The foregoing allegations of the petition for certiorari were admitted as true by the committee whose judgment was excepted to. The judge overruled the certiorari, and the petitioner excepted. The plaintiff in error, who will hereinafter be called the defendant, and who was an officer of the police department of the City of Atlanta, was charged by the chief of police in a written charge presented to the police committee, with being "under the influence of intoxicating liquors" at roll call at the police barracks, while in full uniform, at 4 p. m. on February 12, 1940. The charge against the defendant was a violation of a rule adopted by the police committee for the government of the police department of the City of Atlanta which provided that "any member of the department who has been known to have been under the influence of any intoxicating beverages, such as beer [and other described drinks], or any other type of alcoholic drink, or any type of mixed drinks, either while on or off duty, will be dismissed from the force, after due trial and proven guilty by the police committee of council." There is presented no question as to the legality of the proceedings.
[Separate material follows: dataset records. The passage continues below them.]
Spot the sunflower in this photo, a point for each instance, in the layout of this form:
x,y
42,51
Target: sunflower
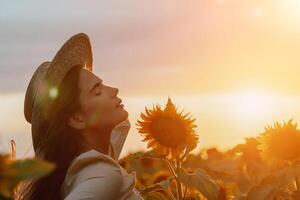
x,y
167,131
280,142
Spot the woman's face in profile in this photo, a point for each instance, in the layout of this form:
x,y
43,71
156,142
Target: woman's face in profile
x,y
100,106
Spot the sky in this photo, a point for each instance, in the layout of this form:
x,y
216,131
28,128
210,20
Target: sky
x,y
233,64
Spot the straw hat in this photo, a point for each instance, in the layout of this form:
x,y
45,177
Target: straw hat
x,y
49,75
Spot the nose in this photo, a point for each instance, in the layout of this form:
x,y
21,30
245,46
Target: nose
x,y
115,91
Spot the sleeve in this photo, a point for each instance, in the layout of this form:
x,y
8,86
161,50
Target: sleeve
x,y
118,137
97,181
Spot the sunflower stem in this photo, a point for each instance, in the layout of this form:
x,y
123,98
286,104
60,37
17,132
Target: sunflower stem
x,y
170,168
297,183
184,194
178,183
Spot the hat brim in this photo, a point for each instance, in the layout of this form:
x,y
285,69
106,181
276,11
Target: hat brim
x,y
75,51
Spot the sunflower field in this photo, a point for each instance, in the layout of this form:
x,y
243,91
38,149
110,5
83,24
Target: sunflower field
x,y
265,167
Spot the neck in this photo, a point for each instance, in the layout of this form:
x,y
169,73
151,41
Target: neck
x,y
95,139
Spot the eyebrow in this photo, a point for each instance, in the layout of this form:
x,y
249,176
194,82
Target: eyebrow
x,y
96,85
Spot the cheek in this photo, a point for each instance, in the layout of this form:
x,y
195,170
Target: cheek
x,y
99,110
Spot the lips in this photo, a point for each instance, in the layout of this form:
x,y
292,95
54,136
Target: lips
x,y
119,104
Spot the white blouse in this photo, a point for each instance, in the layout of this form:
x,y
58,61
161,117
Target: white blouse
x,y
96,176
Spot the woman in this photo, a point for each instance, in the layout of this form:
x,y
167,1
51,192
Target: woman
x,y
79,124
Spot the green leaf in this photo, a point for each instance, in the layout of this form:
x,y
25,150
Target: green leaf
x,y
200,181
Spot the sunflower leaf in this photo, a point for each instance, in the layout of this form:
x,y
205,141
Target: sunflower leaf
x,y
200,181
150,153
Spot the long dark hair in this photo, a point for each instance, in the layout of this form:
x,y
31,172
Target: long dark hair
x,y
57,142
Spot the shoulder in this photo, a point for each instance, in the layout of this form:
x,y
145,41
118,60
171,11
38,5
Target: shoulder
x,y
93,173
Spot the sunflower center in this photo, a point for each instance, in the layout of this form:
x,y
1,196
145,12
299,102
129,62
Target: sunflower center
x,y
168,131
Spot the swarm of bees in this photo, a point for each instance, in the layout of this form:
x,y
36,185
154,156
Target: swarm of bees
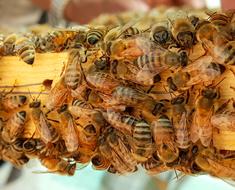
x,y
128,97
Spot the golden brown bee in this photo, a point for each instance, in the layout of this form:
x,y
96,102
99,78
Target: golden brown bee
x,y
57,96
68,129
203,70
123,123
95,35
60,40
45,129
208,162
72,75
161,34
223,118
9,44
33,147
99,162
102,81
25,49
122,159
154,165
152,64
163,135
13,102
18,159
182,29
131,97
178,81
201,127
142,141
57,165
181,122
14,127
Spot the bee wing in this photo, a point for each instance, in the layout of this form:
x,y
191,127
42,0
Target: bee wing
x,y
43,129
70,136
176,15
224,121
198,64
194,129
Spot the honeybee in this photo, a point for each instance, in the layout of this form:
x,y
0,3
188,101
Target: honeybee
x,y
32,147
57,165
182,29
47,132
95,35
208,162
102,81
13,102
204,70
163,135
57,96
152,64
161,34
223,118
9,44
18,159
14,127
180,121
60,40
99,162
67,129
154,165
122,158
72,75
123,123
142,141
131,97
201,127
25,49
178,81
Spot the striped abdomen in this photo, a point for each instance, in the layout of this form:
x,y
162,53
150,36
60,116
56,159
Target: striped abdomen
x,y
142,137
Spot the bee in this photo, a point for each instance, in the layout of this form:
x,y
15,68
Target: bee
x,y
152,64
72,75
58,165
60,40
122,158
163,135
154,165
178,81
67,129
182,29
142,141
57,96
131,97
102,81
161,34
32,147
14,127
204,70
25,49
201,127
181,122
99,162
123,123
13,102
9,44
45,129
208,162
223,118
95,35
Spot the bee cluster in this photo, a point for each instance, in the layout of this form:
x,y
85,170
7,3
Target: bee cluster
x,y
128,97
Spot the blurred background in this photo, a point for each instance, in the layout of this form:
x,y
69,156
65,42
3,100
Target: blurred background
x,y
15,15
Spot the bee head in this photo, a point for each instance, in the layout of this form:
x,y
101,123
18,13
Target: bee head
x,y
35,104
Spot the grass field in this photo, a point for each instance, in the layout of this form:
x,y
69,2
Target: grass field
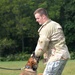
x,y
69,68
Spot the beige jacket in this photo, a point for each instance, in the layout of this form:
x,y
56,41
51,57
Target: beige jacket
x,y
52,41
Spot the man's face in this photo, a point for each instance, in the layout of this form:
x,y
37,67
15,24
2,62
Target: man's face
x,y
39,18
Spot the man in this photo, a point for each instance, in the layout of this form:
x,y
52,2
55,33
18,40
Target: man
x,y
51,39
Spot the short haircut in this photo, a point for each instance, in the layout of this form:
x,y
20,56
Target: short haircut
x,y
41,11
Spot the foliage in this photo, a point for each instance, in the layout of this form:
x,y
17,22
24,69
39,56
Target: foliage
x,y
16,57
18,29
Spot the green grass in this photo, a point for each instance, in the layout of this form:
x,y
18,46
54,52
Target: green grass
x,y
69,68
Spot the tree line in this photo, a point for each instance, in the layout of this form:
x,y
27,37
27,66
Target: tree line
x,y
18,29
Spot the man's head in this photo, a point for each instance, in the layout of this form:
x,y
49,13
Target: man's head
x,y
41,15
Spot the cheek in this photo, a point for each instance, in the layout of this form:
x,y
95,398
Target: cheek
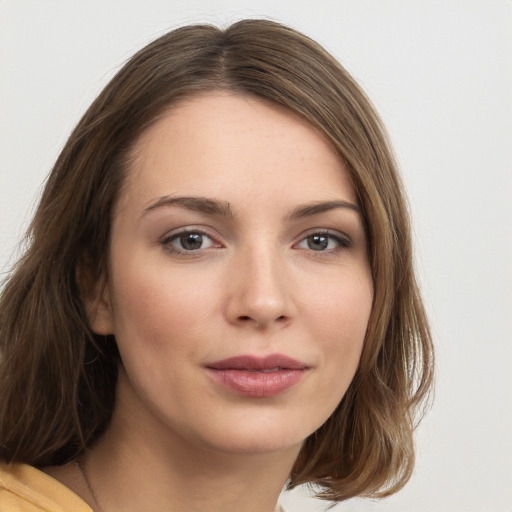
x,y
341,321
158,310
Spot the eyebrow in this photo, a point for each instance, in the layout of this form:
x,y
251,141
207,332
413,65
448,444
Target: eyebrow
x,y
223,208
198,204
308,210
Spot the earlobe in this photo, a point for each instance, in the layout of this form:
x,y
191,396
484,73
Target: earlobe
x,y
96,299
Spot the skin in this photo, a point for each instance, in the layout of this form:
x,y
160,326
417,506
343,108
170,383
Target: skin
x,y
258,284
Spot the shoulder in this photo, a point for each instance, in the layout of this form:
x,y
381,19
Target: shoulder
x,y
24,488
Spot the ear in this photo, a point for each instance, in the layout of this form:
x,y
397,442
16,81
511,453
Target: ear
x,y
95,294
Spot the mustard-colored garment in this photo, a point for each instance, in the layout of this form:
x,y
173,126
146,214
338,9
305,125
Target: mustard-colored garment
x,y
24,488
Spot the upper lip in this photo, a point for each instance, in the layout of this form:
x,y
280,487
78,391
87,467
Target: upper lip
x,y
252,362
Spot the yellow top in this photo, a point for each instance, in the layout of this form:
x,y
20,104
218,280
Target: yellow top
x,y
24,488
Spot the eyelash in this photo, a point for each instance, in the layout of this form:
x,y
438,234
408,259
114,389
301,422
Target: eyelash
x,y
166,242
342,242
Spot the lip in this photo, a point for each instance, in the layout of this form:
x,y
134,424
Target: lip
x,y
256,376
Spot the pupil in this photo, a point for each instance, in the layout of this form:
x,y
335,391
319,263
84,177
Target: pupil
x,y
318,242
191,241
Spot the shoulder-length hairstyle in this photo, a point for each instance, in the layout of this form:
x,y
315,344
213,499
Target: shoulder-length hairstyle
x,y
57,378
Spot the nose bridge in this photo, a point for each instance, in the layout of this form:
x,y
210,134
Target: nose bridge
x,y
260,290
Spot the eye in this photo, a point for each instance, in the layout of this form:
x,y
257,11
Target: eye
x,y
188,241
324,242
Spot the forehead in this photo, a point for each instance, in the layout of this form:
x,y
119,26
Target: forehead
x,y
232,146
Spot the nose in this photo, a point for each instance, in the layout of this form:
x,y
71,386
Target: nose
x,y
259,292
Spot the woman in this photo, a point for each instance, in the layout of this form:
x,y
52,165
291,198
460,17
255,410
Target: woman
x,y
218,296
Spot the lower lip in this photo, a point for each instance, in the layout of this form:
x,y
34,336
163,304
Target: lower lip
x,y
257,384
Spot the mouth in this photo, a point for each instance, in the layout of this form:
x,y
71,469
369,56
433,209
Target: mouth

The police committee was a judicial body, which in the exercise of judicial powers heard the charges and after hearing evidence found the defendant guilty, as charged, of a violation of a rule which had been adopted by the police committee for the government of the police department.

The sole question presented is, did the evidence authorize the finding by the committee that the defendant, at the time alleged, had been under the influence of intoxicating liquor? The testimony of several of the police officers was to the effect that, from *Page 540 close contact with the defendant, and from observation and from smelling his breath and observing his eyes, he was under the "influence of intoxicating" liquor, but that he was not drunk. The testimony of the chief of police and of the lieutenant was, that based on the defendant's condition, which was that he had been drinking, they would not have consented for him to go out on his beat. It is true that the officers who testified that the defendant was under the influence of intoxicating liquors also testified that he was "not drunk," and that he seemed to be in full possession of his faculties. It is insisted that if the defendant at the time was in full possession of his faculties, notwithstanding he had drunk some intoxicating liquor, he was not under the influence of it. The testimony must be construed in its entirety, and statements therein must be reconciled if possible and not construed as antithetical. The testimony of the officers that the defendant seemed to be in full possession of his faculties, when construed as consistent with their testimony that the defendant was under the influence of intoxicating liquor, must be taken as meaning that the defendant was sane, knew the difference between right and wrong, and had the ability of normal locomotion, etc. The defendant could be in possession of all his faculties in this sense and still be under the "influence" of intoxicating liquor. The evidence of the police officers was sufficient to authorize the police committee to find that the defendant, at the time referred to, had been under the influence of intoxicating liquor, in violation of the rule above quoted. The judge did not err in overruling the certiorari.

Judgment affirmed. Sutton and Felton, JJ., concur.